A failure in deductive failure that happened to me recently is a situation I encountered under my house. In this situation, I was in my living room next to the windows opening up to the main street and it was 1.30 am when we heard a lot of shouting and ambiguous words right under our window. In this situation I used the following proposition: If a person is largely drunk at 1.30 am then he shouts in the street and talks to himself in ambiguous language. However I failed to use valid deductive reasoning as I followed the incorrect situation if p then q, so I assumed if q then p. I automatically assumed that this was a drunken person who was carelessly shouting in the streets and talking to himself. However, when I later realized that it was a fight that broke up between our neighbors where one was black and the other was white.
• Then, in the context of your examples, explain the impediments (e.g., heuristic, bias, etc.) to each process (deductive and inductive), and suggest methods or techniques for improving each process
In this example, the major impediment that affected my reasoning was the availability heuristic where the most common explanation that easily came to my mind was that it must be a drunken person. In order to improve my thinking in such situations I much clearly recognize the fallacies that occur in deductive reasoning which include denying the antecedent and affirming the consequence. I should also always reassess my thinking in order to refute the confidence bias that gives us overconfidence in the conclusions we reach.
• A brief description of one failure of inductive reasoning that you observed or experienced in the past week or so, similar to those in the "Wason Selection Task" and "Typical Reasoning" experiments.

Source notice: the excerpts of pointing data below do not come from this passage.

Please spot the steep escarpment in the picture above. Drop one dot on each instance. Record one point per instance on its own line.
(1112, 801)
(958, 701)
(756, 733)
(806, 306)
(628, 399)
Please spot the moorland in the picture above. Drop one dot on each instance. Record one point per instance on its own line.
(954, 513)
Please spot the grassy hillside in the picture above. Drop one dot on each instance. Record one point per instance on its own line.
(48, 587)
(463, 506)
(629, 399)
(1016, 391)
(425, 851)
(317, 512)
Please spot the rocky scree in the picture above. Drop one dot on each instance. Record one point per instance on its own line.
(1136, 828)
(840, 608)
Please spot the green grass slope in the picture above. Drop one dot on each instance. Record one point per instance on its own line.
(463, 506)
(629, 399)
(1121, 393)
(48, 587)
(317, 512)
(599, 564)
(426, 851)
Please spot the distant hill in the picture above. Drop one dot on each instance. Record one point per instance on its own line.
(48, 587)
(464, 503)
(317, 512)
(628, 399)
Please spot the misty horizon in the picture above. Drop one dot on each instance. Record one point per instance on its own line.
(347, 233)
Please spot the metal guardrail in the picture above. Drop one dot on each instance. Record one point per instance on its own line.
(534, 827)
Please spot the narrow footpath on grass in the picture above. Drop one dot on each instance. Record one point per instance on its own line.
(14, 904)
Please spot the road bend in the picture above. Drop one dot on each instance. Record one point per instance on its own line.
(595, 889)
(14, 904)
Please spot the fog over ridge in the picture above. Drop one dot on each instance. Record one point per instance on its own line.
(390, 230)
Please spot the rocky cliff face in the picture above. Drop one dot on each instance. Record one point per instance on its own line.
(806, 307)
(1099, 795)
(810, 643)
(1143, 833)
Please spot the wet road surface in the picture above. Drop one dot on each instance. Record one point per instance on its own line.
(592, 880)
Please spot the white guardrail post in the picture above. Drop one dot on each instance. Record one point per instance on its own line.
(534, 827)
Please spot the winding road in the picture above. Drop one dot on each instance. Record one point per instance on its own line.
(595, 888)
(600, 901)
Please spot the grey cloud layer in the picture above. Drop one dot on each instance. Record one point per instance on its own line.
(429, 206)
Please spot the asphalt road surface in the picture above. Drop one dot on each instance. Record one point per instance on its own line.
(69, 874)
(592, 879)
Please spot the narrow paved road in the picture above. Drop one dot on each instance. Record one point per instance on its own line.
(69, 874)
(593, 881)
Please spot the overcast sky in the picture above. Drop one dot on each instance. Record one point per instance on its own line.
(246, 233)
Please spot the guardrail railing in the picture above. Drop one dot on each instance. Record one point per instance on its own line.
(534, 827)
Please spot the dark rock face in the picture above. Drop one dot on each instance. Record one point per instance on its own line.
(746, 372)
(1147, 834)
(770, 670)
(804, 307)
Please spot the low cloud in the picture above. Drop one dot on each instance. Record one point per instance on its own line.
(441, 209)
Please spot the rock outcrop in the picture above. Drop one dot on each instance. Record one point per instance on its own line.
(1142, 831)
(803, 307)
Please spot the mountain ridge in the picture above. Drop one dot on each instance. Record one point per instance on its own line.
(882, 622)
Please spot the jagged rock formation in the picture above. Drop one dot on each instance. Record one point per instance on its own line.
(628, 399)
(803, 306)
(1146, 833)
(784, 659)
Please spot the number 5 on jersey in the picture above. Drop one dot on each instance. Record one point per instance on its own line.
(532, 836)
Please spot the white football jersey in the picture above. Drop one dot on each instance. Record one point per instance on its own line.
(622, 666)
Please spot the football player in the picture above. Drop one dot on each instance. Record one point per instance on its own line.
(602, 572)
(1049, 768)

A very close example for failure in inductive reasoning happened while I was reading in the park this morning. All of a sudden I saw a lot of movement between the pigeons and they all flew away, it was then when I realized that an eagle has gone down on a pigeon and harmed it badly so it couldn't fly and was obviously continuing to poke it to get it dead. Then the strangest thing happened was that one pigeon (or as I saw it then), decided to make that eagle leave by flying across two trees that surrounded the dying pigeon back and forth, and each time she would fly very close but fast above the eagle as if it was going to poke him. Through all those observations I automatically thought that this pigeon should be his mate who will do anything and risk his life to save his mate. Unfortunately, I had wrongly induced this as I later found out that this flying bird wasn't even a pigeon.
• Then, in the context of your examples, explain the impediments (e.g., heuristic, bias, etc.) to each process (deductive and inductive), and suggest methods or techniques for improving each process,
In this example, I think the main impediment in my reasoning was the confirmation bias. I tried to focus on all observations that would confirm my conclusion. I thought: 1) she is the only pigeon that stayed so she must be his mate 2) she is risking her life in order to save the other pigeon so it must be her mate 3) She didn't give up at all and she did that for so long even after the pigeon actually fell dead, so it must have been her mate. In order to improve my inductive thinking I must concentrate very well on the observations I make and vary the views I am taking my observations from. Again, in order to avoid such overconfidence I should always re-assess my thinking and my conclusions.
Sternberg, R.J. (2009). Cognitive psychology, (5th ed.). Belmont, CA: Wadsworth, Cengage Learning.